- Born: April 9, 1983 (age 42) Annapolis, Maryland, U.S.
- Height: 5 ft 11 in (1.80 m)

Association football career
- Full name: Devin Barclay
- Position: Forward

Senior career*
- Years: Team / Apps / (Gls)
- 2001: Tampa Bay Mutiny / 23 / (3)
- 2002: San Jose Earthquakes / 12 / (0)
- 2003: D.C. United / 3 / (0)
- 2004–2005: Columbus Crew / 4 / (0)

International career
- 2001–2003: United States U20 / 15 / (1)
- 2002: United States U23 / 4 / (0)
- Football career

Profile
- Position: Placekicker

Career information
- College: Ohio State (2007–2010);

Awards and highlights
- Second-team All-Big Ten (2010);

= Devin Barclay =

American football and soccer player (born 1983)

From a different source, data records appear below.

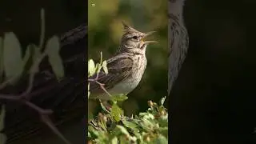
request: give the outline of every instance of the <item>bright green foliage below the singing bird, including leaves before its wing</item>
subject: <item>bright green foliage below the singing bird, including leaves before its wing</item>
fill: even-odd
[[[107,69],[104,62],[102,62],[102,54],[101,62],[96,65],[90,59],[88,61],[88,76],[97,74],[100,69]],[[107,70],[104,71],[107,74]],[[89,80],[97,81],[97,78]],[[90,83],[88,83],[88,94],[90,94],[89,85]],[[102,89],[104,89],[103,86]],[[99,113],[96,118],[88,122],[87,136],[89,143],[168,143],[168,113],[163,106],[166,98],[162,98],[159,105],[149,101],[149,108],[146,112],[130,118],[126,117],[123,114],[123,110],[118,106],[118,102],[123,102],[127,99],[126,95],[110,96],[111,106],[104,105],[100,100],[102,113]]]

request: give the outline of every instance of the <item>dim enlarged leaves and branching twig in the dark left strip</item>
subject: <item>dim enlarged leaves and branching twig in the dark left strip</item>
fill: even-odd
[[[45,18],[44,10],[41,10],[41,37],[38,45],[30,44],[26,46],[26,52],[22,58],[22,47],[18,38],[13,32],[7,32],[4,37],[0,37],[0,90],[4,89],[8,85],[14,85],[15,82],[22,76],[22,74],[30,74],[29,82],[26,90],[20,95],[1,95],[0,98],[14,100],[24,103],[26,106],[38,111],[41,114],[42,122],[45,122],[55,134],[58,134],[65,143],[70,143],[62,136],[56,127],[52,125],[48,114],[51,114],[51,110],[44,110],[33,103],[31,103],[27,96],[30,94],[33,88],[34,75],[38,73],[38,66],[42,62],[43,58],[48,56],[50,66],[54,71],[56,78],[62,78],[64,76],[64,68],[62,65],[62,58],[59,55],[60,42],[57,36],[46,41],[46,48],[44,49],[44,36],[45,36]],[[4,127],[5,107],[2,106],[2,112],[0,113],[0,132]],[[0,144],[6,142],[6,136],[0,133]]]

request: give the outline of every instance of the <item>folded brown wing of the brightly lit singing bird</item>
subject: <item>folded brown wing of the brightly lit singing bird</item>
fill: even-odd
[[[133,66],[133,59],[128,54],[119,54],[107,61],[108,74],[105,74],[103,70],[98,74],[98,82],[104,84],[106,90],[110,90],[118,82],[122,82],[128,78],[131,74]],[[97,77],[94,74],[90,79]],[[96,82],[90,82],[90,92],[102,91],[101,87]]]

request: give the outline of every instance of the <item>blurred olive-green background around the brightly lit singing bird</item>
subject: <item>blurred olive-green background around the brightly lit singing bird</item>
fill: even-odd
[[[88,4],[89,58],[110,58],[118,50],[123,34],[122,21],[136,30],[157,31],[150,39],[158,41],[147,46],[148,64],[138,87],[123,103],[127,115],[147,109],[147,101],[167,94],[167,1],[154,0],[90,0]]]

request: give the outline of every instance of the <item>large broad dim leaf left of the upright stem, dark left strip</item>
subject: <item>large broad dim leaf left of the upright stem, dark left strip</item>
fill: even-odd
[[[4,34],[3,65],[7,79],[18,78],[22,74],[22,48],[13,32]]]

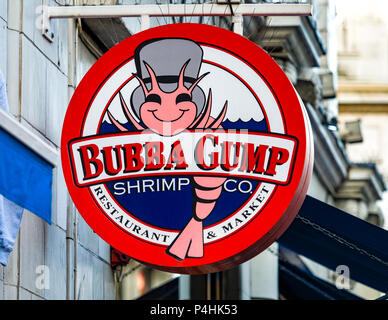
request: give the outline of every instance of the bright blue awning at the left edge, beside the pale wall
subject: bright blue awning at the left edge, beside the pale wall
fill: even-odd
[[[51,223],[52,166],[0,128],[0,194]]]

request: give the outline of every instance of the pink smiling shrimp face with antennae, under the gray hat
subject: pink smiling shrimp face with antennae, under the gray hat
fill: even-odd
[[[151,90],[148,91],[142,79],[135,75],[142,85],[145,95],[145,102],[140,107],[140,118],[149,129],[160,135],[178,134],[189,128],[197,117],[197,106],[192,101],[192,91],[206,74],[199,77],[187,89],[183,80],[187,64],[188,62],[182,67],[177,89],[170,93],[160,89],[156,76],[147,63],[145,66],[151,76]]]

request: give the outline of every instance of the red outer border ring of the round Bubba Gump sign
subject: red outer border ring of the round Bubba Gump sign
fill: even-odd
[[[103,84],[100,79],[106,79],[113,70],[132,56],[140,43],[151,38],[163,37],[188,38],[199,43],[209,43],[233,52],[235,56],[245,60],[272,88],[283,113],[286,134],[297,137],[299,141],[293,179],[288,186],[276,188],[265,210],[239,232],[223,241],[205,246],[203,258],[183,261],[177,261],[167,255],[165,248],[145,244],[128,236],[113,222],[107,223],[107,218],[91,199],[88,189],[80,189],[73,184],[67,153],[68,142],[80,136],[80,128],[83,126],[89,102],[93,99],[95,89]],[[271,86],[271,83],[276,85],[276,88]],[[281,108],[282,105],[287,107]],[[76,207],[89,226],[105,241],[134,259],[162,270],[209,273],[233,267],[252,258],[278,239],[289,226],[304,200],[311,177],[312,150],[307,148],[307,145],[312,143],[311,140],[305,115],[293,86],[264,50],[228,30],[208,25],[174,24],[152,28],[129,37],[104,54],[92,66],[74,92],[66,113],[61,138],[61,157],[66,184]],[[307,150],[310,150],[310,154],[306,153]]]

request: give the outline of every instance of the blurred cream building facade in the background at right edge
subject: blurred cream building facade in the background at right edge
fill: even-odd
[[[388,161],[384,134],[388,116],[388,19],[384,1],[369,5],[358,1],[351,10],[345,1],[338,3],[339,122],[343,133],[346,123],[360,121],[363,141],[347,144],[353,162],[375,163],[388,181]],[[375,37],[369,37],[373,34]],[[387,223],[388,198],[383,193],[375,223]]]

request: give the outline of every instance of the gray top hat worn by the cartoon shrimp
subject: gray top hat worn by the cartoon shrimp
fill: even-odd
[[[187,62],[184,72],[186,88],[197,80],[201,68],[203,51],[192,40],[180,38],[152,39],[143,42],[135,50],[137,75],[143,80],[148,90],[151,89],[151,78],[144,64],[146,62],[156,75],[158,84],[164,92],[173,92],[178,87],[179,73]],[[143,88],[138,86],[132,93],[131,106],[139,116],[140,106],[145,101]],[[205,94],[199,86],[192,91],[192,101],[197,106],[197,115],[205,105]]]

Devin Barclay (born April 9, 1983) is an American former football placekicker for the Ohio State Buckeyes. Prior to that, he was formerly a professional soccer player, who last played for the Columbus Crew of Major League Soccer.

==Biography==
Barclay initially skipped college, opting instead to sign a Project-40 contract with MLS in 2001, at the age of 18, which allocated him to the Tampa Bay Mutiny. Barclay made a significant impact on a very bad Mutiny team as a rookie, appearing in 23 games, 12 starts, and scoring three goals and two assists. The Mutiny was contracted after the 2001 season; Barclay was selected 8th overall in the 2002 MLS Allocation Draft by the San Jose Earthquakes. Barclay did not make much of an impact on the side that had just won MLS Cup, disappointingly only appearing in 12 games, and registering no goals or assists. He was traded to D.C. United in exchange for a draft pick, but disappointed in D.C. as well; he only appeared in three games for United, as coach Ray Hudson preferred not to play young players. He was again traded after the 2003 season, joining the Columbus Crew, his fourth team in four seasons. He made little impact on the Crew, however, again appearing in only three games in 2004. After appearing only once in the 2005 season, Barclay was released by Columbus on November 15, 2005.

Barclay represented the U.S. national team at the Under-18, Under-20, and Under-23 levels, but his playing time with those teams dwindled as he was unable to break into an MLS side.

Stifled by the lack of playing time and hampered by injuries, Barclay retired from soccer. He began learning how to kick field goals and was able to walk on at Ohio State University. As a junior, Barclay was second on the placekicking depth chart at Ohio State until Aaron Pettrey was injured on October 31, 2009, in a game against New Mexico State. Barclay became the starting kicker going forward.

He scored the conference championship winning kick against the Iowa Hawkeyes on November 14, 2009. The win meant that Ohio State would play in the Rose Bowl, as well as ensuring Ohio State at least a share of the 2009 Big Ten Championship.

Barclay started off the 2010 season well, tying the Ohio State record with 5 field goals on 6 attempts in week 2 against the University of Miami. He was named the Big Ten Special Teams Player of the Week for his efforts. He would finish the season 20-for-24 on field goals. Barclay never missed a point after touchdown in his career as a Buckeye.

Now, Devin working at Nike as men's soccer athlete manager, before was the director of coaching at the Colorado Rush soccer team.